La Délégation travaille cette année sur le thème de la précarité des femmes, et a souhaité entendre les observations de Mme Bernadette Malgorn, présidente du conseil d'orientation de l'Observatoire national des zones urbaines sensibles (ONZUS).

Mme Marie-Jo Zimmermann, présidente, a relevé les différents passages du rapport de l'Observatoire centrés sur les problèmes spécifiques des femmes dans les ZUS. Dans le secteur de l'emploi, où les statistiques sont les plus développées, il est fait état d'une évolution actuellement moins favorable du marché du travail pour les femmes habitant en ZUS que pour les hommes ainsi que du risque accru de chômage pour les femmes des ZUS (supérieur de 7 points à celui des femmes de même caractéristiques habitant dans d'autres quartiers).

Par ailleurs, dans les zones franches urbaines, on peut noter que les embauches en ZFU concernent plus fréquemment les femmes, ce qui s'explique par un fréquent recours au temps partiel (28 % des embauches contre 20 % pour l'ensemble des embauchés). À cet égard, Mme Marie-Jo Zimmermann, présidente, a rappelé que la Délégation s'était penchée sur la question du travail à temps partiel qui reste l'une de ses grandes préoccupations et pour lequel une politique en amont devrait être menée.

Elle a enfin observé qu'elle avait largement évoqué le problème des femmes au sein de ces quartiers sensibles avec la ministre déléguée chargée de la communauté marocaine résidant à l'étranger, lors de la mission qu'elle vient de conduire dans ce pays avec des parlementaires de la Délégation aux droits des femmes.

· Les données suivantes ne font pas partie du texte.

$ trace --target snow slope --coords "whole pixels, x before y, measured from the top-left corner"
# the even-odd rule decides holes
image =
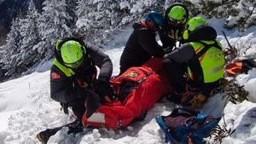
[[[222,30],[221,20],[210,20],[218,31]],[[255,43],[255,27],[247,32],[239,33],[236,30],[228,32],[230,41],[249,39]],[[220,34],[220,33],[218,33]],[[224,37],[219,36],[222,43]],[[127,37],[124,37],[125,41]],[[113,43],[117,42],[113,41]],[[124,44],[123,44],[124,45]],[[114,44],[112,46],[114,47]],[[254,45],[255,48],[255,45]],[[113,63],[113,74],[119,73],[119,60],[123,47],[107,49]],[[255,53],[255,49],[252,50]],[[224,139],[224,144],[255,144],[256,143],[256,69],[248,74],[237,77],[238,82],[245,85],[250,93],[249,101],[239,105],[230,102],[224,108],[225,122],[229,128],[236,129],[230,137]],[[224,103],[221,95],[216,95],[203,108],[206,113],[221,115]],[[67,135],[67,129],[62,129],[52,136],[49,143],[80,143],[80,144],[157,144],[165,143],[163,133],[154,118],[167,115],[174,105],[166,101],[156,103],[148,112],[145,120],[132,124],[127,130],[116,131],[105,129],[93,130],[86,135]],[[64,115],[60,105],[49,98],[49,72],[32,74],[0,84],[0,144],[34,144],[39,143],[36,134],[47,128],[53,128],[73,121],[73,116]],[[223,119],[219,124],[224,124]]]

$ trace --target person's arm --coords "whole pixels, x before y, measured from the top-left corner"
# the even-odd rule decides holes
[[[193,47],[186,43],[164,56],[164,69],[177,93],[185,90],[186,79],[183,74],[186,72],[186,63],[193,58],[194,54]]]
[[[75,99],[84,98],[86,91],[73,84],[55,66],[50,71],[50,97],[59,102],[67,103]]]
[[[138,43],[152,56],[162,57],[164,49],[155,40],[155,33],[148,28],[138,28],[135,30]]]
[[[185,43],[174,49],[172,53],[165,55],[166,61],[172,61],[177,64],[183,64],[193,58],[194,48],[189,43]]]
[[[113,64],[106,54],[96,47],[88,47],[89,54],[95,65],[100,68],[99,79],[108,81],[113,72]]]

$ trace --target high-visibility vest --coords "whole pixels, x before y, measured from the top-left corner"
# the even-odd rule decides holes
[[[54,60],[53,64],[57,66],[67,77],[72,77],[75,74],[72,69],[62,66],[56,59]]]
[[[216,82],[223,78],[225,60],[220,43],[216,41],[191,42],[189,43],[193,46],[195,53],[198,56],[198,61],[200,62],[198,66],[201,67],[198,67],[198,69],[194,68],[195,72],[193,72],[191,67],[189,66],[189,77],[195,80],[196,78],[194,78],[193,73],[199,72],[201,68],[204,84]],[[202,52],[201,50],[206,48],[205,52]]]

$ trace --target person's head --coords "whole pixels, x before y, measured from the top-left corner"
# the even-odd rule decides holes
[[[183,26],[189,19],[189,10],[183,4],[173,4],[166,9],[165,19],[167,26]]]
[[[77,38],[65,38],[56,42],[56,59],[65,66],[77,68],[82,65],[84,57],[87,57],[85,44]]]
[[[206,20],[200,17],[196,16],[190,19],[188,23],[186,24],[185,31],[183,32],[183,37],[184,40],[187,40],[189,37],[189,34],[196,30],[200,26],[207,26]]]
[[[165,24],[164,16],[157,11],[150,11],[145,18],[146,21],[153,21],[154,24],[163,26]]]

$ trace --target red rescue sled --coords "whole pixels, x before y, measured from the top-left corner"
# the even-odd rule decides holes
[[[142,66],[131,67],[111,79],[110,84],[118,96],[122,92],[122,84],[126,82],[134,82],[136,85],[124,101],[106,103],[90,118],[84,114],[83,124],[112,130],[125,127],[172,90],[162,71],[162,59],[160,58],[151,59]]]

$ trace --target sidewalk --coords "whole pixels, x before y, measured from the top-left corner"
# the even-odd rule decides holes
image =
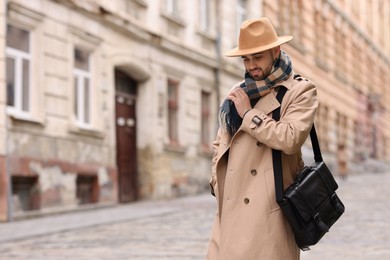
[[[183,208],[196,207],[199,203],[210,204],[211,209],[215,207],[214,198],[209,193],[206,193],[179,199],[140,201],[87,211],[0,223],[0,243],[74,229],[172,214],[177,211],[183,211]]]

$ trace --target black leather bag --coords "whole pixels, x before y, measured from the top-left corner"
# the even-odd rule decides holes
[[[278,93],[279,102],[283,95],[284,93]],[[279,120],[280,108],[275,112],[273,118]],[[315,162],[305,166],[295,182],[285,191],[281,152],[272,150],[276,201],[291,225],[298,247],[302,250],[309,250],[309,246],[317,244],[345,211],[335,192],[338,185],[323,162],[314,125],[310,138]]]

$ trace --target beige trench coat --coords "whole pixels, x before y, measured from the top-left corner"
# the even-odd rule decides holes
[[[310,81],[291,76],[281,83],[286,92],[281,119],[276,92],[262,97],[230,137],[219,129],[213,143],[210,184],[217,199],[208,260],[299,259],[294,235],[275,198],[271,148],[282,150],[285,187],[303,167],[301,146],[310,133],[317,110],[317,91]],[[257,126],[252,118],[263,122]]]

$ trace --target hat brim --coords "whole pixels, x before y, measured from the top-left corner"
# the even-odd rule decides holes
[[[239,47],[236,47],[236,48],[226,52],[225,56],[237,57],[237,56],[244,56],[244,55],[249,55],[249,54],[254,54],[254,53],[266,51],[266,50],[272,49],[276,46],[280,46],[283,43],[289,42],[292,39],[293,39],[293,37],[291,35],[279,36],[277,41],[270,43],[270,44],[267,44],[267,45],[263,45],[263,46],[259,46],[259,47],[255,47],[255,48],[250,48],[250,49],[242,49],[242,50],[240,50]]]

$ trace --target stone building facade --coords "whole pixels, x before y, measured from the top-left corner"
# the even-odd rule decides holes
[[[207,190],[223,53],[260,16],[318,86],[329,163],[388,162],[388,1],[2,0],[0,220]]]

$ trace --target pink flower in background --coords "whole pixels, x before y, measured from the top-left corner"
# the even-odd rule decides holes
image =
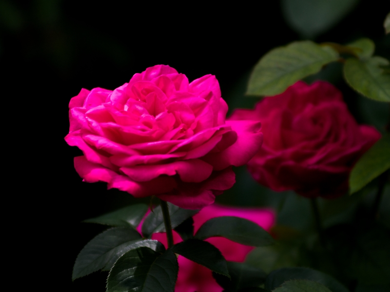
[[[218,205],[215,204],[203,208],[194,216],[194,231],[196,232],[207,220],[220,216],[236,216],[250,220],[266,230],[269,230],[275,222],[274,213],[259,208],[237,208]],[[139,229],[139,228],[138,228]],[[175,231],[174,241],[178,243],[182,240]],[[165,233],[156,233],[152,239],[158,240],[167,247]],[[224,237],[215,237],[206,239],[216,246],[226,260],[243,262],[245,257],[254,248],[236,243]],[[179,274],[176,282],[175,292],[221,292],[223,289],[213,277],[210,270],[179,256]]]
[[[69,103],[71,146],[83,180],[140,198],[156,195],[196,209],[235,182],[232,165],[260,148],[257,121],[227,121],[215,76],[189,83],[165,65],[134,75],[113,91],[82,89]]]
[[[261,122],[264,134],[248,163],[254,179],[308,197],[344,194],[352,167],[380,137],[374,128],[359,126],[341,93],[323,81],[298,82],[254,110],[236,110],[229,120],[248,119]]]

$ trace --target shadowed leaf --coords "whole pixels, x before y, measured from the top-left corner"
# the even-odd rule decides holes
[[[147,247],[126,253],[115,263],[107,278],[107,292],[173,292],[178,272],[176,256]]]
[[[188,239],[175,244],[172,251],[213,272],[229,277],[226,260],[217,248],[199,239]]]
[[[274,49],[254,67],[247,94],[274,95],[281,93],[296,81],[337,61],[339,55],[331,47],[310,41],[296,41]]]
[[[272,244],[274,240],[262,227],[252,221],[231,216],[216,217],[203,224],[195,235],[195,238],[205,239],[222,237],[231,240],[251,246]]]

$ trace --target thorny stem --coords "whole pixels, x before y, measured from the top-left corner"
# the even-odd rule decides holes
[[[164,218],[164,224],[165,225],[165,231],[167,233],[167,241],[168,248],[174,246],[174,235],[172,234],[172,226],[171,225],[171,218],[169,217],[169,210],[167,202],[160,200],[162,211],[162,217]]]
[[[314,221],[315,221],[315,227],[317,228],[317,232],[318,233],[318,236],[320,237],[320,242],[321,242],[322,247],[325,248],[325,239],[324,237],[322,224],[321,223],[321,218],[320,218],[320,213],[318,211],[318,205],[317,203],[317,198],[311,198],[310,202],[312,203],[312,209],[313,210]]]

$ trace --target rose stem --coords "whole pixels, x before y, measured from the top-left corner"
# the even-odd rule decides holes
[[[172,226],[171,225],[171,218],[169,217],[169,211],[168,209],[167,202],[160,200],[162,211],[162,217],[164,218],[164,224],[165,225],[165,232],[167,233],[167,241],[168,248],[174,246],[174,235],[172,234]]]
[[[322,246],[322,247],[325,247],[325,240],[324,238],[324,233],[322,230],[322,224],[321,223],[321,219],[320,218],[320,212],[318,211],[318,205],[317,202],[317,198],[311,198],[310,202],[312,203],[312,209],[313,210],[314,221],[315,221],[315,227],[317,228],[317,232],[318,233],[318,236],[320,237],[320,242],[321,242],[321,245]]]
[[[385,171],[383,173],[379,176],[378,178],[378,192],[376,193],[376,196],[375,197],[375,201],[374,201],[374,205],[372,207],[372,217],[375,219],[378,216],[378,212],[379,210],[379,205],[380,205],[381,200],[383,196],[383,191],[385,189],[385,185],[386,183],[386,179],[387,179],[387,175],[389,171]]]

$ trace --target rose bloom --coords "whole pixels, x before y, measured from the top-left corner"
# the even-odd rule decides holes
[[[227,121],[213,75],[191,83],[166,65],[135,74],[113,91],[82,89],[69,103],[65,137],[83,180],[183,208],[213,203],[262,143],[257,121]]]
[[[270,210],[259,208],[237,208],[226,207],[216,204],[203,208],[194,216],[195,233],[207,220],[220,216],[235,216],[250,220],[266,230],[269,230],[275,223],[275,215]],[[140,232],[140,227],[137,228]],[[175,244],[183,240],[177,233],[173,231]],[[155,233],[152,239],[158,240],[167,248],[166,235]],[[217,247],[226,260],[243,262],[245,257],[254,248],[243,245],[224,237],[211,237],[205,240]],[[203,266],[179,256],[179,274],[176,282],[175,292],[221,292],[223,290],[213,277],[211,271]]]
[[[323,81],[300,81],[264,98],[254,110],[238,110],[230,120],[262,123],[264,143],[248,163],[253,177],[275,191],[330,199],[348,189],[354,164],[380,137],[359,126],[341,93]]]

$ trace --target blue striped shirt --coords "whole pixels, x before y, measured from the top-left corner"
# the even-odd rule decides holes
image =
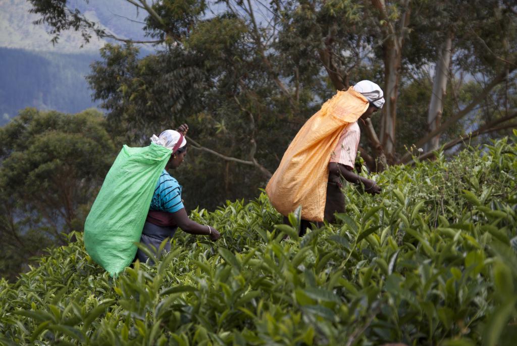
[[[149,209],[174,213],[184,208],[181,201],[181,185],[164,169],[156,183]]]

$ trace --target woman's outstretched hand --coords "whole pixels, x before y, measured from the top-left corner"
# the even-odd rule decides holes
[[[181,124],[178,127],[176,131],[178,131],[184,136],[186,136],[187,132],[189,131],[189,125],[187,124]]]
[[[217,230],[211,226],[208,226],[210,228],[210,239],[213,241],[216,241],[218,239],[221,238],[221,234],[219,232],[217,231]]]

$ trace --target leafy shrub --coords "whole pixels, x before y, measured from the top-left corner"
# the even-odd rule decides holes
[[[513,344],[516,154],[505,138],[393,167],[380,196],[348,186],[337,224],[301,239],[263,194],[196,210],[218,243],[179,234],[157,264],[114,279],[74,233],[0,281],[0,343]]]

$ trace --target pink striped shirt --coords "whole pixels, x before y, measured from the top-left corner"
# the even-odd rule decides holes
[[[357,121],[347,125],[330,155],[330,162],[337,162],[353,169],[360,137],[361,130]]]

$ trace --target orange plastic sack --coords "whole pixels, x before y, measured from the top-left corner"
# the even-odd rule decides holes
[[[301,206],[302,218],[323,221],[330,154],[345,127],[356,121],[368,105],[351,87],[338,91],[302,127],[266,187],[279,213],[287,215]]]

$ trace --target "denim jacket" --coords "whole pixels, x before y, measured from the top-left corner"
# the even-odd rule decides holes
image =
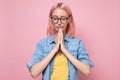
[[[64,44],[66,49],[70,52],[70,54],[73,57],[88,64],[90,67],[94,65],[93,62],[89,59],[89,55],[81,39],[77,37],[71,38],[69,37],[68,34],[66,34],[64,38]],[[41,61],[45,56],[47,56],[47,54],[54,48],[54,46],[55,46],[55,40],[53,35],[38,41],[32,60],[27,63],[27,68],[30,70],[30,68],[35,63]],[[50,80],[53,63],[54,63],[54,57],[52,58],[48,66],[45,68],[45,70],[42,72],[43,75],[42,80]],[[68,80],[80,80],[78,78],[76,67],[69,60],[68,60],[68,67],[69,67]]]

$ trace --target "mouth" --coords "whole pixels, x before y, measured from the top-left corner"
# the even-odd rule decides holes
[[[63,28],[63,26],[56,26],[57,27],[57,29],[62,29]]]

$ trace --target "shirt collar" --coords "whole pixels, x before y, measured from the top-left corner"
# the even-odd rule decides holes
[[[69,38],[70,38],[69,34],[66,34],[66,35],[65,35],[65,38],[64,38],[64,41],[69,42]],[[53,36],[53,35],[50,36],[49,43],[50,43],[50,44],[51,44],[51,43],[55,43],[55,39],[54,39],[54,36]]]

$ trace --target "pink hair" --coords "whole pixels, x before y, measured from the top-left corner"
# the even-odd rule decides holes
[[[67,14],[71,17],[71,22],[68,23],[67,25],[67,29],[66,29],[66,33],[69,34],[70,37],[72,37],[73,35],[75,35],[75,24],[74,24],[74,20],[73,20],[73,16],[72,16],[72,12],[71,9],[69,8],[68,5],[64,4],[64,3],[57,3],[55,5],[52,6],[52,8],[50,9],[50,13],[49,13],[49,17],[52,15],[52,12],[56,9],[56,8],[60,8],[63,9],[67,12]],[[53,31],[53,27],[50,25],[50,20],[48,22],[48,28],[47,28],[47,35],[52,35],[54,34]]]

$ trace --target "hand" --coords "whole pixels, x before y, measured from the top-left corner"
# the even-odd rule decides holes
[[[63,32],[62,29],[59,29],[58,32],[58,42],[60,44],[60,51],[62,51],[64,53],[64,51],[66,50],[65,45],[64,45],[64,37],[63,37]]]

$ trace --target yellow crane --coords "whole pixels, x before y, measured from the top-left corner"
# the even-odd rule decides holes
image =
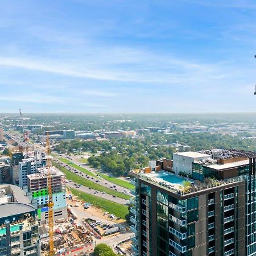
[[[53,241],[53,202],[52,201],[52,174],[51,168],[52,163],[49,158],[51,149],[49,145],[49,133],[47,132],[46,138],[46,148],[48,154],[47,164],[47,185],[48,195],[49,199],[48,201],[48,224],[49,224],[49,255],[52,256],[55,254],[54,253],[54,241]]]

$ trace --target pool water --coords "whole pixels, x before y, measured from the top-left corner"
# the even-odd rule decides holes
[[[183,184],[184,180],[187,180],[188,179],[178,177],[174,174],[171,174],[167,172],[159,172],[154,174],[154,177],[163,180],[164,181],[170,182],[172,184],[176,184],[179,185]],[[189,180],[188,180],[189,181]]]

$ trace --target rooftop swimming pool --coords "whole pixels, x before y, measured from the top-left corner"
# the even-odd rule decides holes
[[[184,180],[188,180],[191,181],[189,179],[182,177],[176,176],[170,172],[160,171],[159,172],[151,173],[148,175],[149,177],[152,179],[157,178],[158,180],[162,180],[164,181],[169,182],[170,183],[183,185]]]

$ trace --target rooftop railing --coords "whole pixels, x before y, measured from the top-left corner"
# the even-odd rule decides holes
[[[139,170],[134,170],[130,171],[130,172],[133,174],[139,175],[140,179],[149,182],[150,183],[154,184],[154,185],[158,185],[159,187],[163,187],[164,189],[167,189],[171,192],[181,196],[185,195],[196,193],[199,191],[204,191],[206,189],[209,189],[216,187],[222,186],[227,185],[229,184],[233,184],[236,182],[240,182],[245,180],[245,177],[244,175],[239,176],[237,177],[228,179],[225,180],[218,180],[209,179],[210,181],[208,184],[201,184],[200,185],[197,184],[195,184],[193,183],[191,187],[184,187],[182,185],[180,185],[181,188],[177,188],[177,185],[175,184],[172,184],[169,182],[162,181],[159,180],[154,179],[153,177],[149,177],[147,174],[144,172],[143,169]]]

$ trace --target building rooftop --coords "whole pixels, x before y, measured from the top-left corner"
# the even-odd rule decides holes
[[[52,166],[50,170],[52,177],[65,175],[65,174],[64,174],[59,169],[57,169],[54,166]],[[39,168],[38,169],[38,173],[37,174],[29,174],[27,175],[28,179],[29,179],[30,180],[36,180],[40,178],[45,178],[47,176],[47,168]]]
[[[0,204],[0,218],[26,213],[32,210],[35,210],[34,208],[29,204],[20,203],[6,203]]]
[[[209,168],[211,169],[214,169],[216,171],[220,171],[224,169],[228,169],[230,168],[237,167],[238,166],[245,166],[246,164],[249,164],[249,159],[243,160],[242,161],[234,162],[233,163],[227,163],[225,164],[211,164],[208,166]]]
[[[30,200],[26,196],[26,192],[19,187],[11,184],[0,185],[0,199],[3,198],[3,202],[10,196],[13,197],[14,201],[22,204],[29,204]]]
[[[210,155],[207,154],[199,153],[197,152],[187,151],[187,152],[180,152],[179,153],[174,153],[174,155],[182,155],[184,156],[187,156],[192,158],[209,158],[211,157]]]

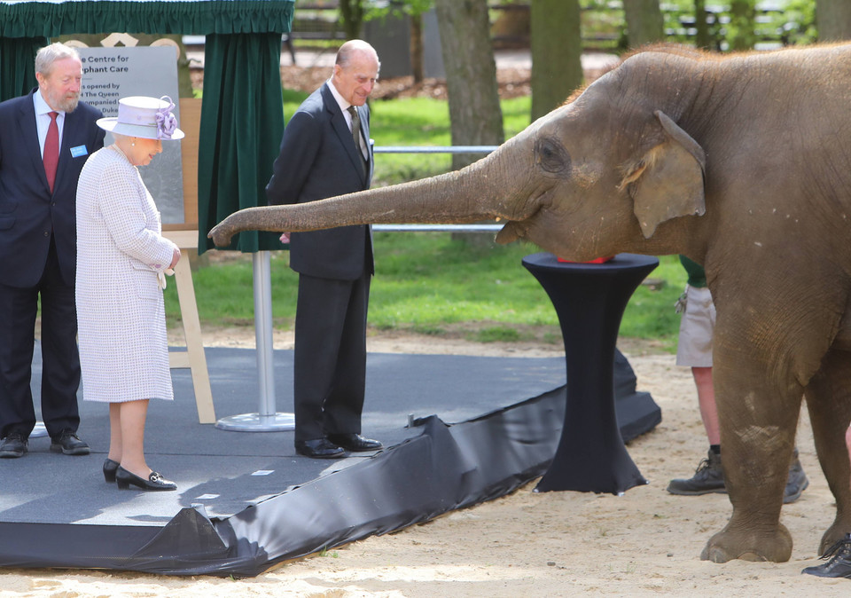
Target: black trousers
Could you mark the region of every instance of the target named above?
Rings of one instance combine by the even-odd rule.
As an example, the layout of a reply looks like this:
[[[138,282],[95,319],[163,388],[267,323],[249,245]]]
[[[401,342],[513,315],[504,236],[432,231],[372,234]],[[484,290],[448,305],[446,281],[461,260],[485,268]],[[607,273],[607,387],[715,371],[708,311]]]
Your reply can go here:
[[[361,432],[371,274],[299,276],[295,314],[295,439]]]
[[[0,285],[0,437],[35,426],[30,388],[35,317],[42,304],[42,420],[51,437],[77,430],[80,354],[74,284],[62,279],[51,241],[41,279],[31,288]]]

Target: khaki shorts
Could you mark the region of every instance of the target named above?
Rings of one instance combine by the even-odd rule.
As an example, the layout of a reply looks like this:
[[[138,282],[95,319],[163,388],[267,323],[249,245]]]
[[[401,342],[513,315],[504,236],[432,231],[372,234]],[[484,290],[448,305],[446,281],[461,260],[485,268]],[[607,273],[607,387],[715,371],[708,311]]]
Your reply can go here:
[[[712,367],[712,334],[715,328],[715,306],[708,288],[685,287],[685,311],[680,321],[676,365]]]

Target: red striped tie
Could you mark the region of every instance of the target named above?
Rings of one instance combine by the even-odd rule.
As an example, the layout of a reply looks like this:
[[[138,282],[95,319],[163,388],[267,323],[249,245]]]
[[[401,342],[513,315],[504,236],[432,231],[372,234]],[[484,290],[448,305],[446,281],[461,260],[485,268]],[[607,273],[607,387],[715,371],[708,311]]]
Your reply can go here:
[[[47,138],[44,139],[44,174],[47,175],[47,184],[53,193],[53,183],[56,181],[56,167],[59,163],[59,128],[56,124],[58,112],[51,113],[51,126],[47,128]]]

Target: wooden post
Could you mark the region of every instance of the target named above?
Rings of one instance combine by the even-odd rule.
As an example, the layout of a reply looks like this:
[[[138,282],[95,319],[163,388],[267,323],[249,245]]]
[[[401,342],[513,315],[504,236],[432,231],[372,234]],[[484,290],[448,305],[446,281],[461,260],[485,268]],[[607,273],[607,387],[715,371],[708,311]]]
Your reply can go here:
[[[198,248],[198,231],[164,231],[162,234],[181,249]],[[192,269],[188,256],[184,256],[175,267],[175,283],[177,285],[177,300],[183,322],[186,351],[169,352],[169,365],[172,369],[188,367],[192,371],[198,421],[200,423],[215,423],[213,391],[210,389],[210,375],[207,369],[207,356],[204,354],[204,342],[201,340],[201,323],[195,301],[195,287],[192,285]]]
[[[186,133],[186,138],[181,141],[183,224],[165,224],[162,234],[181,249],[198,249],[198,134],[200,129],[200,115],[201,100],[183,98],[180,99],[180,128]],[[201,324],[198,317],[195,287],[192,284],[192,269],[190,267],[188,256],[183,256],[175,268],[175,284],[177,286],[177,300],[183,322],[186,351],[171,351],[168,361],[173,369],[188,367],[192,371],[198,421],[200,423],[215,423],[210,375],[207,369],[207,356],[204,354]]]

Après avoir remercié la Délégation pour son accueil, Mme Bernadette Malgorn a rappelé que l'ONZUS a été créé par la loi du 1er août 2003, qui a eu le mérite de définir les objectifs de la politique de la ville : réduire les écarts entre les zones urbaines sensibles et les agglomérations auxquelles elles appartiennent, « ramener ces quartiers dans la République ». Ayant constaté que pas un seul des 21 objectifs ni des 65 indicateurs de cette loi ne se réfère spécifiquement à la situation des femmes, elle a pour sa part oeuvré pour introduire le plus possible de données sexuées dans le rapport. Cela étant, et sans vouloir excuser le législateur, rares sont les données disponibles qui mettent en exergue les différences entre les hommes et les femmes.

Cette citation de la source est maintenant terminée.